We now explore the relationship between categorical features and churn.  
This includes demographics (e.g., gender, partner, dependents) and account information (e.g., contract type, payment method, internet service).

⚠️ Example interpretation — check your plots:  
- **Contract type** shows a strong effect: customers with month-to-month contracts churn more often.  
- **Payment method** also matters: electronic check users churn more frequently.  
- **Gender** does not show a major difference.  

In [None]:
# churn vs categorical features
cat_features = ['gender','Partner','Dependents','PhoneService','MultipleLines',
                'InternetService','Contract','PaymentMethod']

for col in cat_features:
    plt.figure(figsize=(7,4))
    sns.countplot(x=col, hue='Churn', data=df)
    plt.title(f"{col} vs Churn")
    plt.xticks(rotation=45)
    plt.show()

### Correlation Between Numerical Features

Correlation analysis helps us check for **multicollinearity**, which can negatively affect linear regression models.  
Highly correlated predictors may provide redundant information.  

⚠️ Example interpretation — check your heatmap:  
- **MonthlyCharges** and **TotalCharges** are moderately correlated.  
- **Tenure** and **TotalCharges** are also correlated (longer tenure → higher total charges).  
- Correlation with `Churn` is relatively weak overall, suggesting multiple features contribute in combination.

In [None]:
# correlation matrix
plt.figure(figsize=(8,6))
sns.heatmap(df[num_features + ['Churn']].corr(), annot=True, cmap="coolwarm")
plt.title("Correlation Heatmap (Numerical Features)")
plt.show()

## Assumption Checks Summary

Based on the exploratory analysis:

- **Linearity**: The relationship between `tenure` and churn looks non-linear (sharp drop in churn risk after the first few months).  
- **Independence**: Observations are customers, not time-series data, so independence is reasonable.  
- **Homoscedasticity**: To be tested later with residuals after model fitting.  
- **Normality**: Numeric features like `MonthlyCharges` and `TotalCharges` are skewed; residuals will need to be checked later.  
- **Multicollinearity**: Some correlation between `tenure`, `MonthlyCharges`, and `TotalCharges`, but not extreme.  
- **Outliers**: Some customers have unusually high charges; worth monitoring.  

These findings will guide which models are appropriate (e.g., logistic regression and GAM may handle non-linearities better than linear regression).

# Linear Regression
 Treat the churn variable as a continuous variable (e.g., 0 for staying, 1 for churning) and build a linear regression model to predict churn.
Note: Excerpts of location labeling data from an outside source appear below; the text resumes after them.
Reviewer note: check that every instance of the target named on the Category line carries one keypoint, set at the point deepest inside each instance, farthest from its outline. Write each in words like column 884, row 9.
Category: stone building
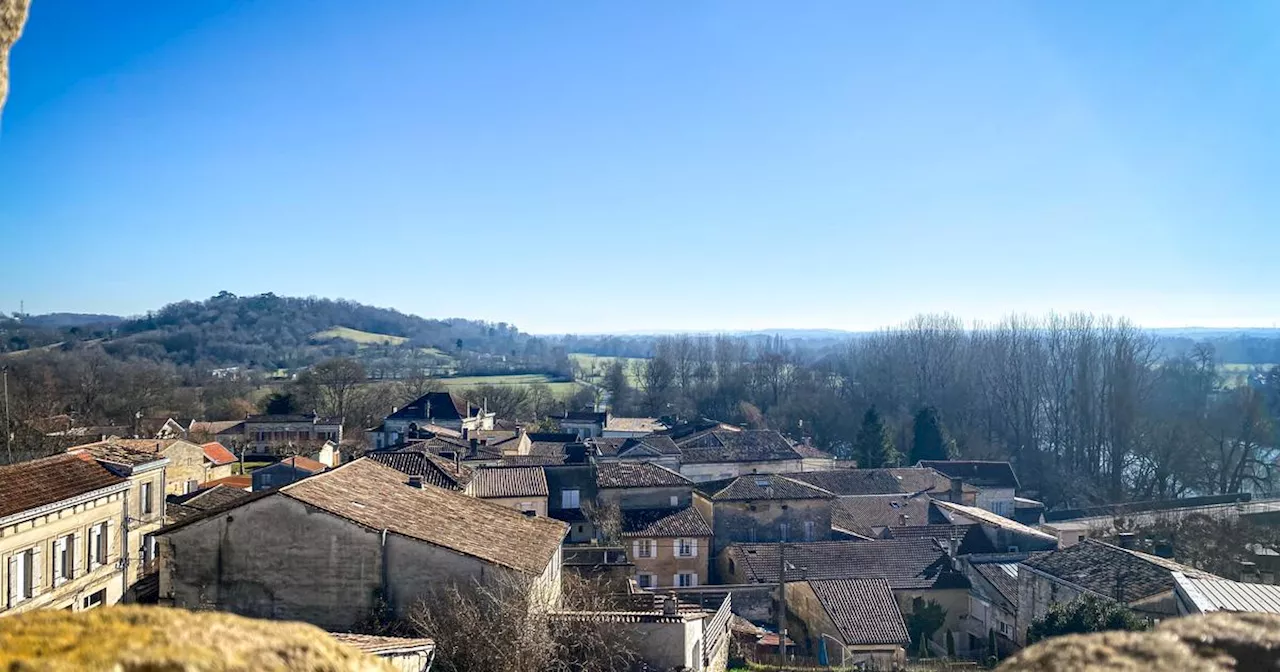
column 764, row 507
column 62, row 534
column 337, row 547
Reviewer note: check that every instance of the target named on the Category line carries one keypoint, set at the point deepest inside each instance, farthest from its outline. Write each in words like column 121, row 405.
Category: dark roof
column 906, row 563
column 760, row 487
column 434, row 469
column 1111, row 571
column 863, row 481
column 969, row 538
column 862, row 515
column 976, row 472
column 636, row 475
column 508, row 481
column 664, row 522
column 37, row 483
column 863, row 609
column 745, row 446
column 620, row 447
column 379, row 498
column 433, row 406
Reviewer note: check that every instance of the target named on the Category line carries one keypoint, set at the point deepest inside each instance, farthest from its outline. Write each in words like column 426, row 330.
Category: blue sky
column 621, row 167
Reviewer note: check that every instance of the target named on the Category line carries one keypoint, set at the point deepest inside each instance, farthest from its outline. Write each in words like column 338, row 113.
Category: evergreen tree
column 874, row 447
column 929, row 439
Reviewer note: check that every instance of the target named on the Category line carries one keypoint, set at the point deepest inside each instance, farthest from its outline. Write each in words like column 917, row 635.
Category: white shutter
column 37, row 565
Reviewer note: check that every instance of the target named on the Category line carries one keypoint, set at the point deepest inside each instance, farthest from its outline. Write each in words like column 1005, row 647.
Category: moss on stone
column 158, row 639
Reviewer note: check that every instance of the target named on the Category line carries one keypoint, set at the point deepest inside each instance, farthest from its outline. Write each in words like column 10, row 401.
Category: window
column 570, row 498
column 64, row 558
column 96, row 549
column 96, row 599
column 146, row 499
column 22, row 568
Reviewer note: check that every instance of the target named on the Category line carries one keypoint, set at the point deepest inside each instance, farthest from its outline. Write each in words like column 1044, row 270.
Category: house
column 581, row 424
column 918, row 571
column 1141, row 581
column 219, row 462
column 848, row 622
column 718, row 455
column 641, row 485
column 286, row 434
column 1207, row 595
column 145, row 501
column 519, row 488
column 654, row 448
column 186, row 467
column 284, row 472
column 440, row 408
column 403, row 654
column 670, row 547
column 996, row 481
column 60, row 530
column 764, row 507
column 333, row 548
column 630, row 428
column 433, row 469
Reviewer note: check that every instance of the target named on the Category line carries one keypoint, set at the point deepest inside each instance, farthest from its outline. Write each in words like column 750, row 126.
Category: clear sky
column 670, row 164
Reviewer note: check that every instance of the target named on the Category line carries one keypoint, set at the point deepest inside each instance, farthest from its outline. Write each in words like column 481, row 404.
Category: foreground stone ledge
column 1220, row 641
column 172, row 640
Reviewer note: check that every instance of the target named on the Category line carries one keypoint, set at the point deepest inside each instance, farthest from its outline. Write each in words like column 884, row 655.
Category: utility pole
column 8, row 425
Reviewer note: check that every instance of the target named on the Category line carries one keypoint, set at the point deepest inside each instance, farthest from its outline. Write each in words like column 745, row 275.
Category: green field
column 364, row 338
column 592, row 366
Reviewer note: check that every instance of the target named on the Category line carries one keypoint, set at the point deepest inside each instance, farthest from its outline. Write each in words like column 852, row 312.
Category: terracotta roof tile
column 36, row 483
column 379, row 498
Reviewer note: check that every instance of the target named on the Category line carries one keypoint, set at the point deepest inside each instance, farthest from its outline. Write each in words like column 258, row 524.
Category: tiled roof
column 745, row 446
column 636, row 475
column 657, row 444
column 380, row 645
column 379, row 498
column 863, row 609
column 508, row 481
column 218, row 453
column 1111, row 571
column 433, row 406
column 37, row 483
column 862, row 515
column 906, row 563
column 863, row 481
column 434, row 469
column 634, row 424
column 986, row 517
column 762, row 487
column 664, row 522
column 117, row 453
column 976, row 472
column 969, row 538
column 305, row 464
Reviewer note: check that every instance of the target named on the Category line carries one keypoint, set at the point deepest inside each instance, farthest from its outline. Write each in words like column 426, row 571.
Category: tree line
column 1086, row 407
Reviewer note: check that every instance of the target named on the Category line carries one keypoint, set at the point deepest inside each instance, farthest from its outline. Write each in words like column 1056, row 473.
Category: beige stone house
column 848, row 622
column 334, row 548
column 519, row 488
column 670, row 547
column 62, row 522
column 146, row 499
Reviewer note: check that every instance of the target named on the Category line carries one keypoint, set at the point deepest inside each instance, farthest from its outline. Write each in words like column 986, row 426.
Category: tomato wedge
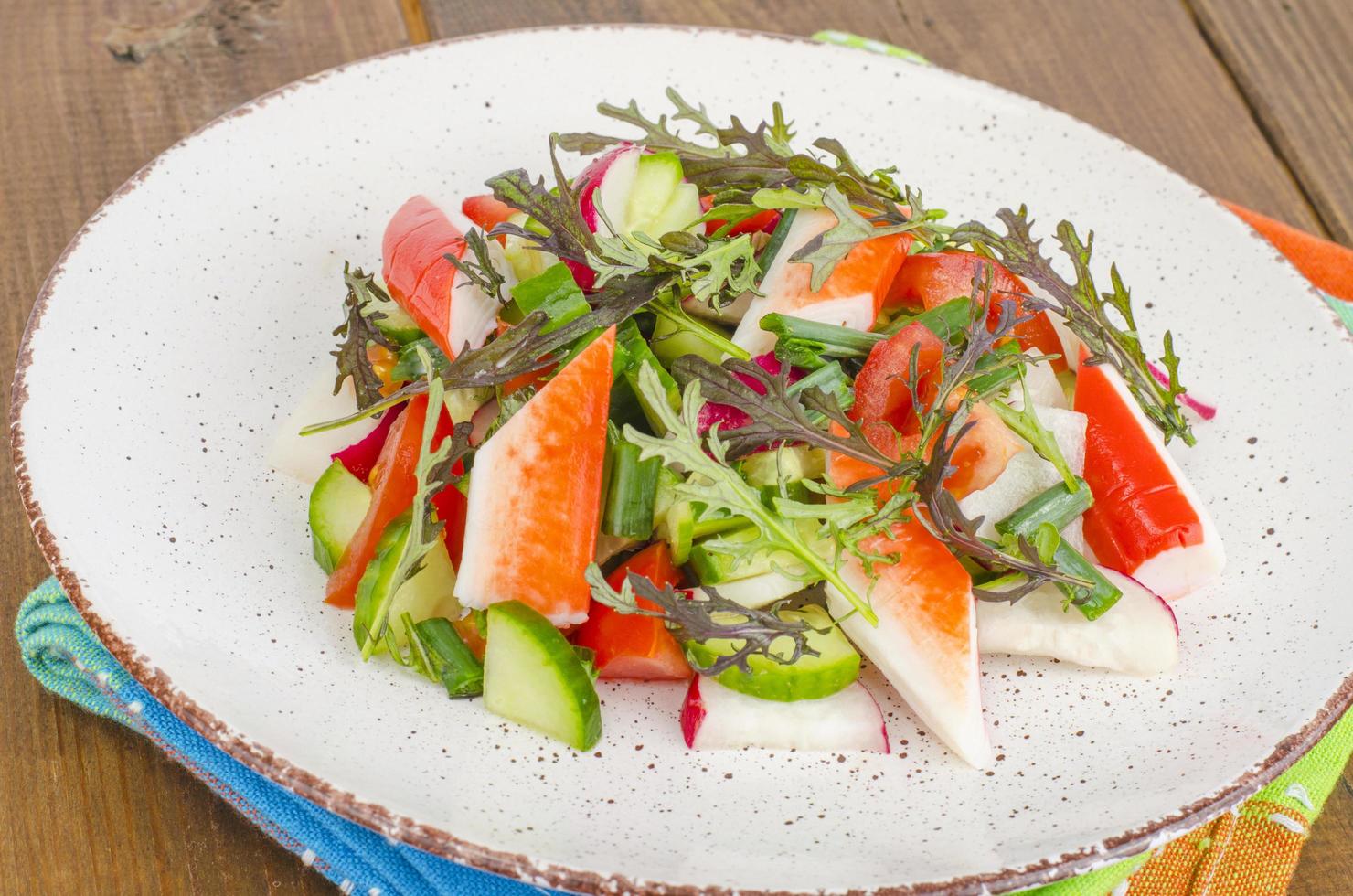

Interpret the coefficients and assess the model's performance.

#Logistic Regression
Treat churn as a binary variable and build a logistic regression model to predict the probability of churn. Interpret the coefficients.

# Generalized Additive Model (GAM)
Build a GAM to model the non-linear relationships between customer features and churn. Interpret the GAM model.

# Model Comparison
Compare the performance and interpretability of the different models you built. Discuss the strengths and weaknesses of each approach and provide recommendations for which model(s) the telecommunications company should use to address their customer churn problem.